The monitoring of citrus products with black spot disease by the European Union is of great concern, Trade and Industry Minister Rob Davies has said.
“We have tried to make a representation to them to say that there needs to be greater flexibility at this point. But they have not shown any great willingness to respond,” Davies told a briefing in Pretoria during the South Africa-European Union (SA-EU) Summit this afternoon.
A ban on these products could affect jobs in South Africa’s citrus industry, said Davies.
The citrus industry employs 40 000 permanent employees and 40 000 seasonal workers, he said.
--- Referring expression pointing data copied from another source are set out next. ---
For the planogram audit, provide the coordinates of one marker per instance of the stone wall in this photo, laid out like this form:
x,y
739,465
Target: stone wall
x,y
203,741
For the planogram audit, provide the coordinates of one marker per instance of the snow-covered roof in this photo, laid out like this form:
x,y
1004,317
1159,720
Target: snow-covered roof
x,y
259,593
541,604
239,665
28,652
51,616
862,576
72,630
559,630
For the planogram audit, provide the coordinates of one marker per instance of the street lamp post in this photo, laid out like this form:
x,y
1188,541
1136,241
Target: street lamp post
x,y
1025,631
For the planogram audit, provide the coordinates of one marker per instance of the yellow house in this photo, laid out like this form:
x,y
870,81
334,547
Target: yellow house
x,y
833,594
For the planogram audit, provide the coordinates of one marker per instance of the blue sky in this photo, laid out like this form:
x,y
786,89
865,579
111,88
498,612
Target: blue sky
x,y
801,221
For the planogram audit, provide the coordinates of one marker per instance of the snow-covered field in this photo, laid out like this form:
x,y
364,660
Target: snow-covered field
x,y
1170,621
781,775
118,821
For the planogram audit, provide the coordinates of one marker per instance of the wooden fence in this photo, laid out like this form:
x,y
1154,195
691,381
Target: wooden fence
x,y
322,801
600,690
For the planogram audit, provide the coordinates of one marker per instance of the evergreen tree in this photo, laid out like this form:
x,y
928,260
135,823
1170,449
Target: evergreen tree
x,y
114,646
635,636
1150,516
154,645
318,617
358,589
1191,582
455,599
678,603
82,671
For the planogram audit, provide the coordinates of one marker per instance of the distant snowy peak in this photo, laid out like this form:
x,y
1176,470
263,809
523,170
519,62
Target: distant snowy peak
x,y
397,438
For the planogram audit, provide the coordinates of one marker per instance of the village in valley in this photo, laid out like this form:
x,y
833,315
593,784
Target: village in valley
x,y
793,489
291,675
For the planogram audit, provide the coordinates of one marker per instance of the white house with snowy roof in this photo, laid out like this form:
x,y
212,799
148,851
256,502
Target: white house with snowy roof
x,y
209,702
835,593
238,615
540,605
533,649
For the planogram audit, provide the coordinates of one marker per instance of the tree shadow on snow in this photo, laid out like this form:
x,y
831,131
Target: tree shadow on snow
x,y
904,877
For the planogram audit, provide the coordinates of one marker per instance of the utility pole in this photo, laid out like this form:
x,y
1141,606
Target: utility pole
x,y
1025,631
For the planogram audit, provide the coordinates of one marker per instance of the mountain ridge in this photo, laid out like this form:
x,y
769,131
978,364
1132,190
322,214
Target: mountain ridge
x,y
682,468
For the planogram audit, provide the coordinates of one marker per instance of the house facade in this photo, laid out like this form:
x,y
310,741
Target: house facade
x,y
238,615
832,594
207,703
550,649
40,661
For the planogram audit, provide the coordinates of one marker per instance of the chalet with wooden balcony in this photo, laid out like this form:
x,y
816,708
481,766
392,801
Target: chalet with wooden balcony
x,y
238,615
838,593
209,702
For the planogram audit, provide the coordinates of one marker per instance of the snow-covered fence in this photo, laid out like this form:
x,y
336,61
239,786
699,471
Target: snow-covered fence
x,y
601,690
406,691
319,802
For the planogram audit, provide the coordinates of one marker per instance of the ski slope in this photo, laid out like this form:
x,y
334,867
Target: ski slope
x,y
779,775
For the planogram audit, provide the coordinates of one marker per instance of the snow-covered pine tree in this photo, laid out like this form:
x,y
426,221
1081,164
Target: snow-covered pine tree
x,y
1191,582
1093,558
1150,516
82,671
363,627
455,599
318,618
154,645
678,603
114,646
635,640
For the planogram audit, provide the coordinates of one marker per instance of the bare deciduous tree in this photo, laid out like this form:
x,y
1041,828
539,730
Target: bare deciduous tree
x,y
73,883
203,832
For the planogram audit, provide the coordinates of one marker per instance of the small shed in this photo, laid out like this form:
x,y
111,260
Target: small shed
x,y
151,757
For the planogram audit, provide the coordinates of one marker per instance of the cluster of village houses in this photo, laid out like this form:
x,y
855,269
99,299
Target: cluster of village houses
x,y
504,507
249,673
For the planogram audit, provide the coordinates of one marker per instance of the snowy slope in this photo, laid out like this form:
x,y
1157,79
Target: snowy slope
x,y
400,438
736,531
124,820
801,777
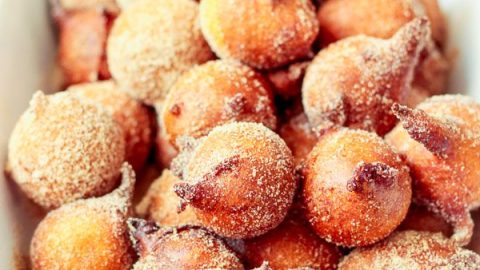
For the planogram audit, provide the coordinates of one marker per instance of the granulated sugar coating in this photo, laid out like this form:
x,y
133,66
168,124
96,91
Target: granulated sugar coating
x,y
162,205
213,94
262,34
441,144
356,188
239,180
165,151
151,43
81,48
292,245
130,114
299,137
87,234
340,19
62,149
180,248
354,82
412,250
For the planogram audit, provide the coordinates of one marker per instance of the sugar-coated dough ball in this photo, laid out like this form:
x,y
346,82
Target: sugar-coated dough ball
x,y
356,189
161,204
151,43
263,34
62,149
239,180
81,46
180,248
354,81
292,245
131,115
412,250
87,234
216,93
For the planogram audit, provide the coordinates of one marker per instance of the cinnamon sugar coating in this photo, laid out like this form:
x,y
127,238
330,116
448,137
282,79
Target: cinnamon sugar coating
x,y
356,189
87,234
411,250
262,34
239,180
131,115
162,205
299,137
153,42
419,218
292,245
81,49
216,93
179,248
62,150
440,142
354,82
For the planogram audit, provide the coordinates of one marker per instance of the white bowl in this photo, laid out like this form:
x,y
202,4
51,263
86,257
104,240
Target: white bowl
x,y
27,56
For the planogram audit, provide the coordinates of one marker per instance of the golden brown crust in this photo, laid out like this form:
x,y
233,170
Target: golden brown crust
x,y
354,181
292,245
83,36
165,151
353,82
198,249
412,250
162,205
131,115
87,234
419,218
216,93
62,150
246,155
271,33
287,82
299,137
151,43
440,144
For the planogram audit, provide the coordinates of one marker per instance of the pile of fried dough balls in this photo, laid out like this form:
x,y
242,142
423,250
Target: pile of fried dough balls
x,y
290,134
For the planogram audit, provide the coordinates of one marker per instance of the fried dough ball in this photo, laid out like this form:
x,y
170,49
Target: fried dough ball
x,y
287,82
419,218
440,142
62,150
151,43
179,248
81,49
213,94
165,151
262,34
432,71
239,180
161,204
354,82
292,245
353,180
377,18
411,250
87,234
130,114
299,137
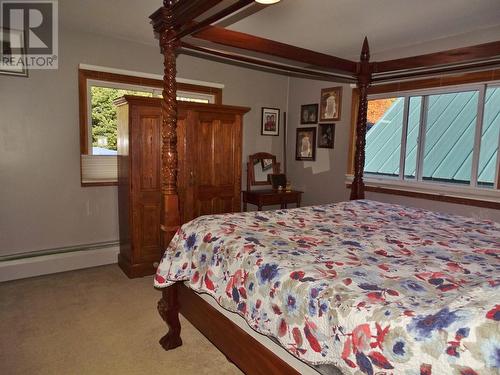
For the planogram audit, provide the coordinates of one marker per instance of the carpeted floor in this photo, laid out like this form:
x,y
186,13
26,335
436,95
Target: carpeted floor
x,y
94,321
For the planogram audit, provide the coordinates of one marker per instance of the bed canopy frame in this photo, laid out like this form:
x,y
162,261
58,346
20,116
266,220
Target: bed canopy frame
x,y
180,30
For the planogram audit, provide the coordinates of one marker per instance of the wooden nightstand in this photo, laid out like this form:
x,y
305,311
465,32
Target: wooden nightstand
x,y
262,198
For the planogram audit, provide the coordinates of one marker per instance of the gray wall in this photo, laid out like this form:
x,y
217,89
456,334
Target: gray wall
x,y
323,181
42,205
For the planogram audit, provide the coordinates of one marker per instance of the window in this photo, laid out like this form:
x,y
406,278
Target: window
x,y
98,127
445,136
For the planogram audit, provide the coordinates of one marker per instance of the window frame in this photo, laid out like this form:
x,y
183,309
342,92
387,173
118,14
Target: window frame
x,y
470,194
86,76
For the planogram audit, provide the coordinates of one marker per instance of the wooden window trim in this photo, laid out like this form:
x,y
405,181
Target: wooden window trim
x,y
434,197
85,74
421,84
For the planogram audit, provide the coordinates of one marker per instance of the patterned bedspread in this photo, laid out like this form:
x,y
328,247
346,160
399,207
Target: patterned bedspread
x,y
372,288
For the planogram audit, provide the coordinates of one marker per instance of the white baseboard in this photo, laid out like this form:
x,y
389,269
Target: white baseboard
x,y
54,263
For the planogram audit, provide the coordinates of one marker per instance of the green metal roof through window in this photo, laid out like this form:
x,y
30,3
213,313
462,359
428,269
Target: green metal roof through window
x,y
449,137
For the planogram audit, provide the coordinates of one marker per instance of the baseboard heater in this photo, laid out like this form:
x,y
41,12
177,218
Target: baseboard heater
x,y
44,262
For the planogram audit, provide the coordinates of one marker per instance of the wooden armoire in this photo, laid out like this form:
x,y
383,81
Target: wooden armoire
x,y
209,177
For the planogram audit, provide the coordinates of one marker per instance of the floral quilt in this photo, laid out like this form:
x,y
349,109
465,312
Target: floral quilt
x,y
371,288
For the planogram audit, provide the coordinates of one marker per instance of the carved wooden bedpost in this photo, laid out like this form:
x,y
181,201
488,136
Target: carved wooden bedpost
x,y
364,79
164,25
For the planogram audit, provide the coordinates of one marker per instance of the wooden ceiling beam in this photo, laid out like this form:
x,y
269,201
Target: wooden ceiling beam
x,y
249,42
182,13
195,27
449,57
268,64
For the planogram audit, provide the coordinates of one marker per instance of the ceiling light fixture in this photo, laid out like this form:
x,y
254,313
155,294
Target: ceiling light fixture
x,y
267,2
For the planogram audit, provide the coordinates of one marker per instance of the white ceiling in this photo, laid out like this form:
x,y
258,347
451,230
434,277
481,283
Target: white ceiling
x,y
395,28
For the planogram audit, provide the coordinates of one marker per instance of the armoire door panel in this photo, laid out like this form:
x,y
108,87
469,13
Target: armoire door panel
x,y
224,142
208,179
205,153
149,146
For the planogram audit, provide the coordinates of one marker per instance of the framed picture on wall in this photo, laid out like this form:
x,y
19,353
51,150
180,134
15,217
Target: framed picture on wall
x,y
270,121
308,114
305,147
330,104
326,135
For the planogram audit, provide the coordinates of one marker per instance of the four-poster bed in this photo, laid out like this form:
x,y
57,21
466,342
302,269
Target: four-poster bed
x,y
180,19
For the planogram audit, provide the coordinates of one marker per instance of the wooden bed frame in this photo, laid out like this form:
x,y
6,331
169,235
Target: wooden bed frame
x,y
176,20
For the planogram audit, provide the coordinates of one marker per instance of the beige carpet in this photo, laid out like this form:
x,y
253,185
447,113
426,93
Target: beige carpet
x,y
94,321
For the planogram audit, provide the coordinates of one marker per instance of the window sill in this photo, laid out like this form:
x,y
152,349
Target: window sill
x,y
98,170
99,183
487,198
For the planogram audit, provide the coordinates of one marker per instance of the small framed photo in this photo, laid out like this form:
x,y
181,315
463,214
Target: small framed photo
x,y
326,135
266,164
12,53
330,104
270,121
309,114
305,148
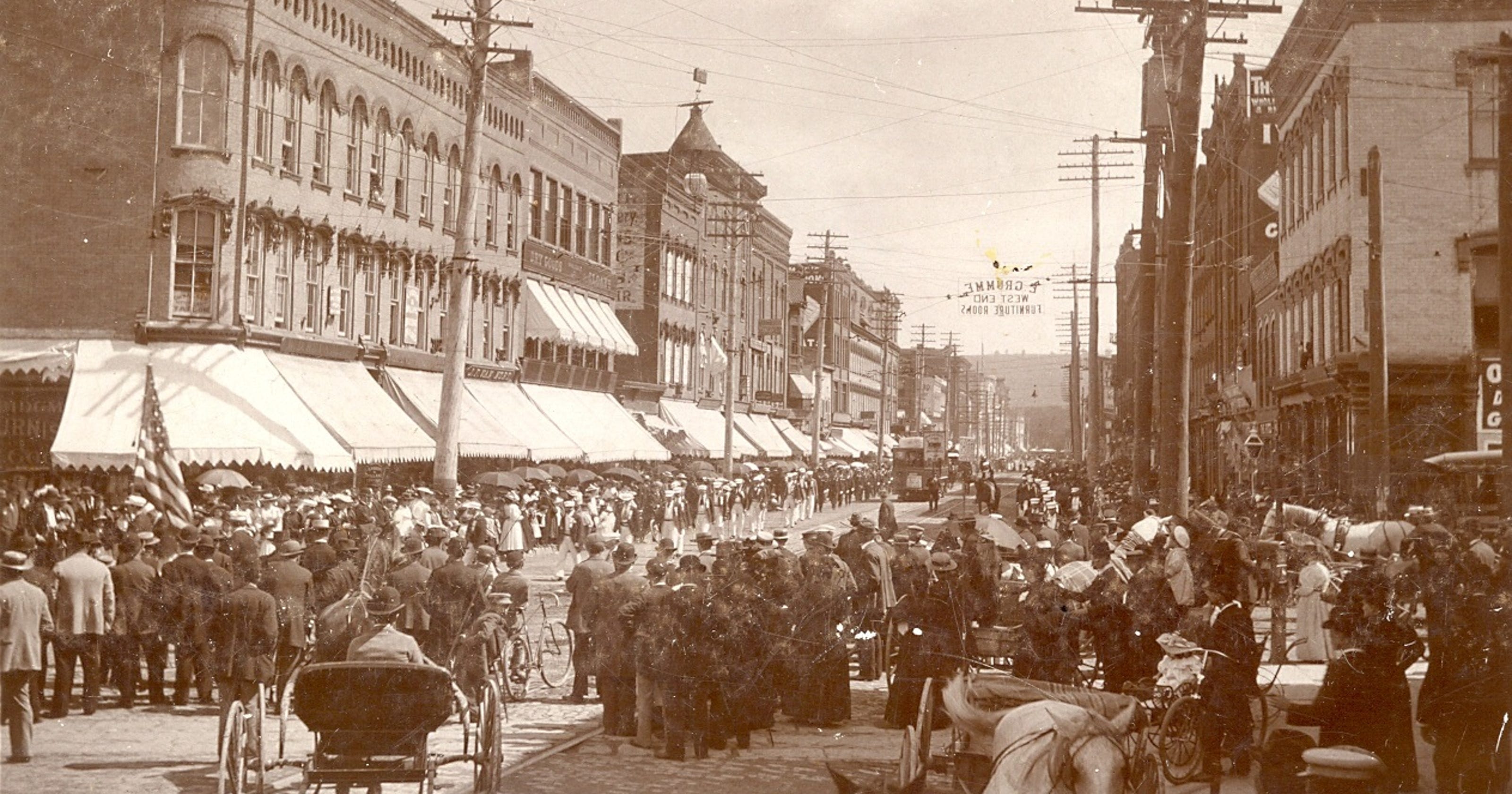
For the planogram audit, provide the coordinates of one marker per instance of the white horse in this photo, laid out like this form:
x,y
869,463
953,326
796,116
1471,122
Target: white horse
x,y
1045,746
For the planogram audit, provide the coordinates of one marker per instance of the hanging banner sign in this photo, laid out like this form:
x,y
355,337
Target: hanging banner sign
x,y
1003,297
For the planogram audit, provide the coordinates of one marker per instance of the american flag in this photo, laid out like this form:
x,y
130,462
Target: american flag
x,y
158,474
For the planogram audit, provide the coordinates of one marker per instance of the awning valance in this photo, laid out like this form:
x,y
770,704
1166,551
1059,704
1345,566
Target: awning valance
x,y
103,412
356,410
510,406
52,359
572,318
596,423
763,435
483,436
707,427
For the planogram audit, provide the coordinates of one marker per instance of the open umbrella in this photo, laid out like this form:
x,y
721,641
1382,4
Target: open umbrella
x,y
531,474
223,478
625,474
499,480
580,477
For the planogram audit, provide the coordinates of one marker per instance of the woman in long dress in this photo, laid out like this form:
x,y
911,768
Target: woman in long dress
x,y
1313,583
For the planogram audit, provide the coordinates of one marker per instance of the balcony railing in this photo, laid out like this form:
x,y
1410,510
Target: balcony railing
x,y
567,376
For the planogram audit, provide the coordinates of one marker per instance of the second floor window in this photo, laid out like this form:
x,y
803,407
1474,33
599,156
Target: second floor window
x,y
205,69
197,251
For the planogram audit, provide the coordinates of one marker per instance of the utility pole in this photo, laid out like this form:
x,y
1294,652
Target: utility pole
x,y
459,303
1505,241
822,274
1376,312
1095,362
1178,31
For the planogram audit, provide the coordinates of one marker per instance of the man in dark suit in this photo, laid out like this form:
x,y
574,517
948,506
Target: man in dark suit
x,y
182,589
246,634
135,625
25,618
454,596
292,587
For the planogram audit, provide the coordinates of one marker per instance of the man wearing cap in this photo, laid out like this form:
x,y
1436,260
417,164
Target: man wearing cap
x,y
613,642
292,587
246,637
454,596
412,580
135,627
25,619
581,584
85,609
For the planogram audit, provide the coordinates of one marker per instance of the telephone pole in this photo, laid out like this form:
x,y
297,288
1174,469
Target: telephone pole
x,y
459,302
1095,362
820,273
1178,32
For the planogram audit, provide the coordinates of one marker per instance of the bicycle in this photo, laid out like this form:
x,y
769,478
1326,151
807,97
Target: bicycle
x,y
550,657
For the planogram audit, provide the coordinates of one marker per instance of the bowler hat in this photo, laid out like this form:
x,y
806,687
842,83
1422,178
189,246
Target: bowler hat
x,y
385,603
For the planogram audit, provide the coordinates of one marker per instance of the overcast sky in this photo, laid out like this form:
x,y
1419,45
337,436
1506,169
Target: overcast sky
x,y
928,130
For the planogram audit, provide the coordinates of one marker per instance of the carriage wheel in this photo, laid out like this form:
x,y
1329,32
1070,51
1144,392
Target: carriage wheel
x,y
489,758
231,766
1177,743
516,667
556,654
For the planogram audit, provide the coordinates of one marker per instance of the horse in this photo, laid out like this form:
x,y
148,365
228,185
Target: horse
x,y
1045,746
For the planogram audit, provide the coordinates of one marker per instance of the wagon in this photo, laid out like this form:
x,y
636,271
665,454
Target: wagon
x,y
372,725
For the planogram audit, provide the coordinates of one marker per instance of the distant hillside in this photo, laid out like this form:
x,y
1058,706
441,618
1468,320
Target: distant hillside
x,y
1036,389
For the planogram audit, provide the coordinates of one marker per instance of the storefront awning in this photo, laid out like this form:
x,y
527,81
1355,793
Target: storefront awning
x,y
356,410
481,436
510,407
103,412
763,435
52,359
596,423
571,318
855,439
707,427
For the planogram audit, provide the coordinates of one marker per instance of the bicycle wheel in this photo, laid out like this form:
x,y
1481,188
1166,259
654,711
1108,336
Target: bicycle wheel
x,y
556,654
1177,743
516,667
233,745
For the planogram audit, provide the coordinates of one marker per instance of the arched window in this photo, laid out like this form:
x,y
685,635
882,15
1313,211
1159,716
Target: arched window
x,y
454,167
324,123
429,181
513,218
268,85
401,174
378,158
292,121
205,67
356,134
490,217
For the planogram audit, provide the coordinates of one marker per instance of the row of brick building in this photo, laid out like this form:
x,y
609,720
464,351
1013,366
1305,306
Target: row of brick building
x,y
1280,335
158,218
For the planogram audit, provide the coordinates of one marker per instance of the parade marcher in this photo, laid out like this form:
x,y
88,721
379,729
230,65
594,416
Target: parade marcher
x,y
85,609
25,621
613,642
135,628
246,631
292,589
580,586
The products with the spots on their peels were unlikely to affect the EU orchards, he added.
Meanwhile, South Africa will push for the extension of the Economic Partnership Agreements (EPAs) between the European Union and Southern African Development Community (SADC) countries.
If the EU fails to renew its preferential trade agreement with the SADC countries, the economies of our neighbouring countries would also be hurt, said Davies.
He said the biggest issue for South Africa was obtaining access for its agricultural and agroprocessing products.
This included 33 agricultural products it was negotiating for.
Davies said the negotiations were continuing, but that there were still outstanding issues of “give and take”.
The EPAs expire in October next year when the term of the current EU leaders expires.
Tomorrow’s SA-EU business forum will be attended by almost 200 businesses from both markets.